Depuis sa création en 2001, SJ AB est passée d’une agence gouvernementale à une entreprise moderne, rentable et compétitive. Aujourd’hui, le principal opérateur ferroviaire suédois, la société est divisée en trois divisions et cinq fonctions stratégiques. Les trois divisions, une pour la circulation ferroviaire, une autre pour la gestion de flotte et une troisième pour les ventes et la distribution, travaillent principalement à la production et assument la responsabilité opérationnelle. En 2011, l’entreprise nationale fournissait 56,6% de l’ensemble des passagers/kilomètres ferroviaires en Suède. La concurrence fournit donc un pourcentage important de trafic, que l’on résume par ces deux graphiques :

Récemment, dans l’édition 2019 de l’enquête Svensk Kvalitets Index (SKI), qui étudie tous les transports, avions et bus inclus, la compagnie MTR s’en tirait avec une honorable quatrième place. Manifestement, la libéralisation du rail en Suède n’a pas été une catastrophe pour l’entreprise historique SJ. On remarque le même phénomène ailleurs, en Italie, en Allemagne, en Tchéquie et en Autriche. Le transporteur national a transporté en 2018 un nombre record de 31,8 millions de passagers, soit une augmentation de 1,5 million par rapport à 2017. Alors que les ventes nettes ont augmenté de 7,78 milliards de couronnes suédoises en 2017 à 7,87 milliards de couronnes suédoises, le bénéfice d’exploitation a cependant chuté de près de 37%.
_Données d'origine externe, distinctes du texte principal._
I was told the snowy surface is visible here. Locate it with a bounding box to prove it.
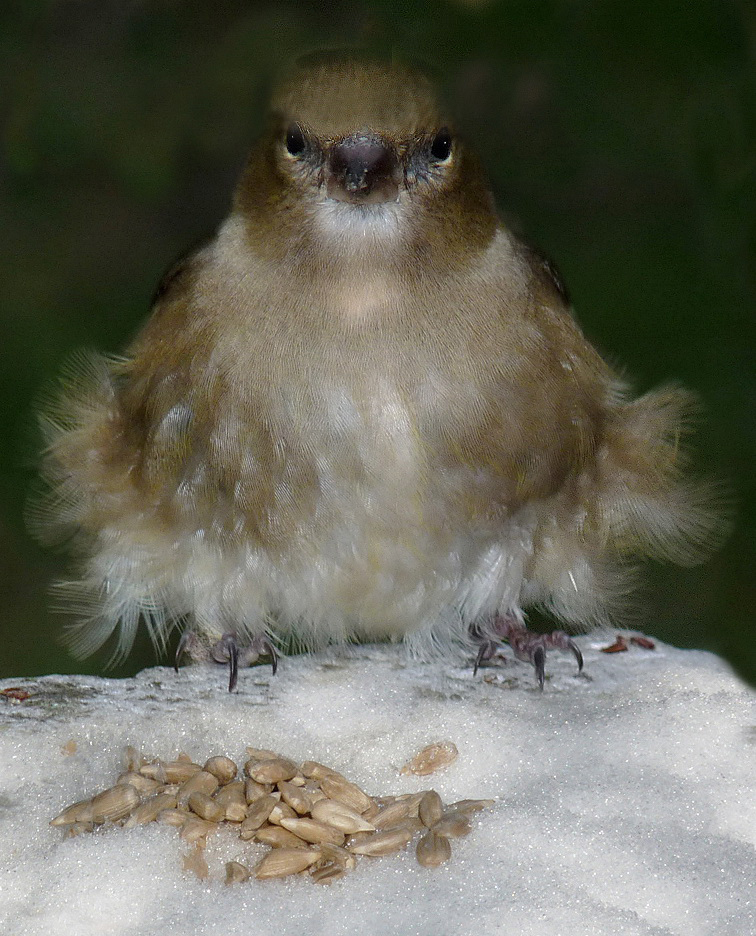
[0,634,756,936]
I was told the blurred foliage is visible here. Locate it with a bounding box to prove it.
[0,0,756,681]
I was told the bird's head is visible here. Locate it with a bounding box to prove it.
[236,55,496,267]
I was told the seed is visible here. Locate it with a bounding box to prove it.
[123,744,146,770]
[66,822,94,838]
[92,783,139,823]
[397,790,427,816]
[123,793,176,829]
[399,741,459,777]
[254,848,320,880]
[348,826,412,858]
[415,832,451,868]
[268,801,297,825]
[310,862,346,884]
[186,793,226,822]
[433,812,470,838]
[244,780,273,803]
[255,825,308,848]
[280,819,344,845]
[157,809,190,829]
[320,773,373,814]
[139,760,202,783]
[320,842,357,871]
[239,796,276,841]
[278,780,312,816]
[366,800,412,829]
[244,757,297,783]
[116,770,160,796]
[311,799,375,835]
[179,816,218,848]
[226,861,251,884]
[50,800,92,826]
[418,790,444,829]
[178,770,220,806]
[214,780,247,822]
[202,757,237,785]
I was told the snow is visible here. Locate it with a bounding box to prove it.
[0,633,756,936]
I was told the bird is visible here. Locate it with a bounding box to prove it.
[34,53,724,690]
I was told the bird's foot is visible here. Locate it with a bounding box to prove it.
[473,614,583,689]
[174,631,278,692]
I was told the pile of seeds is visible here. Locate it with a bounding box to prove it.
[50,748,493,884]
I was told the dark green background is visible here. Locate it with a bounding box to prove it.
[0,0,756,680]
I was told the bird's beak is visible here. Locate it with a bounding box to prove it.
[326,134,400,205]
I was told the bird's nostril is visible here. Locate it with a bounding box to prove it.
[330,137,396,192]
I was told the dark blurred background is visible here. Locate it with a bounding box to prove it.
[0,0,756,682]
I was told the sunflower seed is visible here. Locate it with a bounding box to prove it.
[179,816,218,848]
[214,780,247,822]
[157,809,190,829]
[50,800,92,826]
[255,825,310,848]
[268,794,297,825]
[415,832,451,868]
[138,760,202,783]
[310,862,346,884]
[418,790,444,829]
[123,793,176,829]
[278,780,312,816]
[310,799,375,835]
[254,848,320,880]
[239,796,276,840]
[320,842,357,871]
[116,770,161,796]
[226,861,251,884]
[279,819,345,845]
[186,793,226,822]
[399,741,459,777]
[92,783,139,824]
[365,800,412,829]
[178,770,220,806]
[244,757,298,783]
[347,826,412,858]
[65,822,94,838]
[202,756,237,785]
[320,773,373,814]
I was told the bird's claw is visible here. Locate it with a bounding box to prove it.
[173,631,278,692]
[210,634,278,692]
[473,615,583,690]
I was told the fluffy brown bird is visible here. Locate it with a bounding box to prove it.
[35,57,719,688]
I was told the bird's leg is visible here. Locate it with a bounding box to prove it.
[472,614,583,689]
[210,634,278,692]
[173,630,278,692]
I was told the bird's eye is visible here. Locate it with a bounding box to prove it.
[286,124,307,156]
[431,127,451,162]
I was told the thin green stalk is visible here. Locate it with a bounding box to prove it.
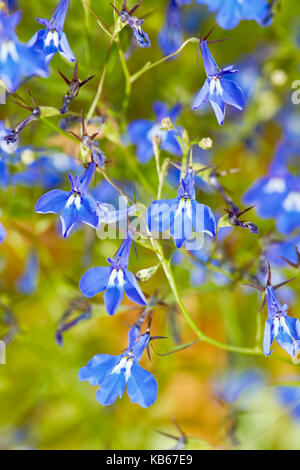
[116,34,131,116]
[131,38,199,83]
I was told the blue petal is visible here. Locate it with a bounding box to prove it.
[221,78,245,111]
[192,201,216,237]
[170,207,193,248]
[127,119,153,144]
[79,267,111,297]
[60,203,80,238]
[209,93,225,126]
[104,286,124,315]
[0,224,6,243]
[243,176,289,218]
[136,140,153,163]
[35,189,70,214]
[146,199,178,232]
[127,363,157,408]
[263,318,274,356]
[124,270,147,305]
[78,196,99,228]
[192,80,209,109]
[78,354,121,385]
[0,161,10,188]
[276,208,300,235]
[97,372,126,406]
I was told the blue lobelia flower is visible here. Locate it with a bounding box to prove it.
[263,285,300,358]
[0,11,49,93]
[128,101,182,163]
[192,36,245,125]
[196,0,273,29]
[158,0,183,55]
[16,252,39,295]
[112,0,151,47]
[79,232,147,315]
[28,0,76,63]
[246,263,300,359]
[146,169,216,248]
[243,142,300,234]
[79,326,157,408]
[35,162,99,238]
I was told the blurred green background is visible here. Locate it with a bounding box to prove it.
[0,0,300,449]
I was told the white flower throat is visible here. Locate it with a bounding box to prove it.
[209,77,223,95]
[108,268,124,287]
[111,356,133,382]
[0,41,19,63]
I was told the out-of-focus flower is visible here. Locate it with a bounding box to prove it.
[0,219,6,243]
[28,0,76,63]
[147,170,216,248]
[266,235,300,268]
[16,252,39,295]
[35,162,99,238]
[128,101,182,163]
[243,143,300,234]
[263,285,300,358]
[0,11,49,93]
[196,0,273,29]
[112,0,151,47]
[158,0,183,55]
[79,326,157,408]
[79,232,147,315]
[192,39,245,125]
[275,386,300,421]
La concurrence a une nouvelle fois montré qu’elle pouvait inspiré le service public, comme on l’avait constaté en Italie, entre NTV-Italo et Trenitalia. Par exemple, en mai 2018, les SJ se sont alignés sur MTR Express au sujet d’un billet plus flexible pour les voyages d’affaire. SJ a dû aussi baisser ses prix pour répondre aux appel d’offre des Comtés.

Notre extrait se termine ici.